From Paris with blogPerché Fillon non si ritira dalle presidenziali?

Abbiamo avuto la prova che i politici disonesti (o presunti tali) non esistono solo in Italia. Anzi, di più: abbiamo avuto la prova che anche in Francia, pur avendo il fiato sul collo da parte dell...

Abbiamo avuto la prova che i politici disonesti (o presunti tali) non esistono solo in Italia. Anzi, di più: abbiamo avuto la prova che anche in Francia, pur avendo il fiato sul collo da parte della magistratura, decidono di restare al loro posto, denunciando con fierezza un complotto mediatico-giudiziario nei loro confronti. Vi ricorda qualcuno?

Ecco a voi Monsieur François Fillon, ex Primo ministro sotto la presidenza Sarkozy, trionfatore delle primarie della destra e (ex) favorito alle prossime presidenziali. Finito sotto indagine per aver creato un lavoro fittizio per la moglie (800mila euro di stipendio rubati allo Stato), poi per aver fatto lo stesso con i due figli e infine (?) – notizia fresca fresca – per aver fatto lo stesso con un ennesimo assistente parlamentare, il leader dei Républicains ha dichiarato in conferenza stampa che “andrà fino in fondo” e che non ha nessuna intenzione di abbandonare la corsa all’Eliseo. Una presa di posizione alquanto surreale per un candidato che ha basato la campagna elettorale sull’onestà, la trasparenza e la solidità dei valori cattolici.
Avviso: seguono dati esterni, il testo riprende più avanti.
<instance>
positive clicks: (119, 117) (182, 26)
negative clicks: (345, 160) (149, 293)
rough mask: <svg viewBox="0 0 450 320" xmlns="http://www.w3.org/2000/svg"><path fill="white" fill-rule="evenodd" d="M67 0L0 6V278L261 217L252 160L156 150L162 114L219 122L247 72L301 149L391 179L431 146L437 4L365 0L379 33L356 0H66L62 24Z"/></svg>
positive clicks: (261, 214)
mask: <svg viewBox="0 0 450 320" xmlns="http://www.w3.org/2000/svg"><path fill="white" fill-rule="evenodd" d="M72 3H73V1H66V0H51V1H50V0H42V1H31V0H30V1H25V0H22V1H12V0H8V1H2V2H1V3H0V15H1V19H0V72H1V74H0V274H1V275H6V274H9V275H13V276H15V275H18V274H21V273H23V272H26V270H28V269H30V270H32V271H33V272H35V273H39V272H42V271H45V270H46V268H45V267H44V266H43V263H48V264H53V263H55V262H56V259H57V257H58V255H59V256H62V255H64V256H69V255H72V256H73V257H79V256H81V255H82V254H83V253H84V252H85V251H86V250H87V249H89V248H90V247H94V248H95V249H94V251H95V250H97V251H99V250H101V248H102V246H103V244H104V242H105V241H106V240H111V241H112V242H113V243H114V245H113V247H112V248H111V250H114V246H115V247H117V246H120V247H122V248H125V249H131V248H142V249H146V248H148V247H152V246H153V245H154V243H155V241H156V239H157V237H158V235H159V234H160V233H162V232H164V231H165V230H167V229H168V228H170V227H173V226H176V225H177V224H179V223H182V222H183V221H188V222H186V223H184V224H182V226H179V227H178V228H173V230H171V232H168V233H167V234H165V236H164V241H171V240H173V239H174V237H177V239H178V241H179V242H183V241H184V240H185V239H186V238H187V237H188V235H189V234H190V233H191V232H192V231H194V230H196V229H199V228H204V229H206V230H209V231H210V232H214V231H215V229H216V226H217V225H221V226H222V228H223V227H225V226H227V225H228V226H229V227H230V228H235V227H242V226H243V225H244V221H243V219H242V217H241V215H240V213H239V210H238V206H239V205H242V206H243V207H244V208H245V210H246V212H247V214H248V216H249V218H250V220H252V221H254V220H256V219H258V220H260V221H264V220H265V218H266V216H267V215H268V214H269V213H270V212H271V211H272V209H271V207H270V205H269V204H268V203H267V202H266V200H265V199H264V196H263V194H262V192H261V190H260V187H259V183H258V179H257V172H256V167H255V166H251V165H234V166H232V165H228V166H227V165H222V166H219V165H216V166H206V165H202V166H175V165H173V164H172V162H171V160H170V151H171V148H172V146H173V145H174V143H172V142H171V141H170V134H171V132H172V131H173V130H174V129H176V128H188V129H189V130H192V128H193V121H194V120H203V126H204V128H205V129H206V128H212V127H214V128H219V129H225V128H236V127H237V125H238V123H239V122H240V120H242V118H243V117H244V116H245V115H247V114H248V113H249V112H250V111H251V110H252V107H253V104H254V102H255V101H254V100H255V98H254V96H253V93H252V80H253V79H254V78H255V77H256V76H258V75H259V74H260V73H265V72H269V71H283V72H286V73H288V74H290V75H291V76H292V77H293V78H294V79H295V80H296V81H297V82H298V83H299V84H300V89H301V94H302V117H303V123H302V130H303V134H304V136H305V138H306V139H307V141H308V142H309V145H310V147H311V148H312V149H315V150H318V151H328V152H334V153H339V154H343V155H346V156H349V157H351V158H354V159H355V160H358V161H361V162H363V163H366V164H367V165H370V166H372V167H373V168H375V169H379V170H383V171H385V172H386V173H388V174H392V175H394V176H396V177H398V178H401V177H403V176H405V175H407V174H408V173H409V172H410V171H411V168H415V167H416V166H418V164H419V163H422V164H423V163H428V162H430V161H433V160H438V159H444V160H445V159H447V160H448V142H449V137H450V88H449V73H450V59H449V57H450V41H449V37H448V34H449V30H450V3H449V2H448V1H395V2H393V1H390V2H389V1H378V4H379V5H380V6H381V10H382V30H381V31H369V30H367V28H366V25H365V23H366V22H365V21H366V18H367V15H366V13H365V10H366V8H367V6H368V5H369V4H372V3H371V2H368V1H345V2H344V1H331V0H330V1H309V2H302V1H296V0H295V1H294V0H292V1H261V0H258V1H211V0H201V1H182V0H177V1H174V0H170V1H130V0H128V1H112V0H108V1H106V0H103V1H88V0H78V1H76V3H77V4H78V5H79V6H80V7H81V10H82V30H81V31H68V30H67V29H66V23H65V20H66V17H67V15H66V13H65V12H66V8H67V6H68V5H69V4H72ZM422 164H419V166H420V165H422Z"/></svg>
Come mai questa scelta così incosciente? Fillon si sta scavando la fossa da solo? Può darsi, ma la sua strategia potrebbe essere vincente. Il leader conservatore, infatti, è un politico vecchio stampo. Lontano anni luce sia da Marine Le Pen (donna anti-sistema), così come dal damerino cresciuto nella bambagia Emmanuel Macron e dal candidato socialista, l’outsider Benoît Hamon, Fillon è l’unico che sembra poter incarnare lo spirito del classico presidenzialismo alla francese, quello che il generale De Gaulle, nel fondare la Quinta Repubblica, definì “monarchia repubblicana”. Eh sì, perché è vero che i francesi hanno tagliato la testa al re, ma è anche vero che – fuori da Parigi – restano pur sempre un popolo di cattolici – vedi le clamorose manifestazioni contro la legge sui matrimoni gay – e, sotto sotto, di nostalgici della monarchia. Un altro pianeta, insomma, rispetto ai politici dei Paesi protestanti, capaci di dimettersi per uno scontrino sospetto o per aver copiato la tesi di laurea.

Da buon uomo di Stato, o presunto tale, Fillon ritiene – forse giustamente – che il futuro Presidente della Repubblica debba mostrare al suo popolo di avere la spina dorsale per affrontare tutte le difficoltà che si frappongono fra lui e il ruolo che è chiamato a rivestire. Cosa penserebbero i suoi sudditi di un leader che si lascia scoraggiare da un “insignificante” affare giudiziario? Un uomo così debole, così remissivo, come potrebbe mai affrontare i Putin e i Trump di turno, far valere gli interessi del proprio Paese al tavolo delle trattative europee, combattere il terrorismo, risolvere la piaga della disoccupazione, occuparsi della crescita economica e via dicendo? Chi, inoltre, potrebbe farlo meglio di lui? Marine la xenofoba? Macron lo sbarbatello?

Detto questo, è pur vero che Fillon si è ritrovato con le spalle al muro. Aveva due possibilità: ritirarsi dalla corsa all’Eliseo e uscire definitivamente dalla scena politica – così facendo avrebbe perso anche la stima e il consenso di chi, nonostante tutto, lo sostiene ancora ed è disposto a bersi la storia del complotto (un po’ come era accaduto da noi con Berlusconi) -, oppure rilanciare e giocarsi la carta del duro che tutti – avversari politici, media, magistratura – vogliono buttare giù con ogni mezzo, ma che non molla. E’ quello che sta facendo, complice anche la voragine che la ritirata di Sarkozy ha lasciato nel suo partito e la sostanziale mancanza di alternative alla sua candidatura.

Vedremo quale sarà il responso delle urne, l’unico che conta, per un “monarca repubblicano”.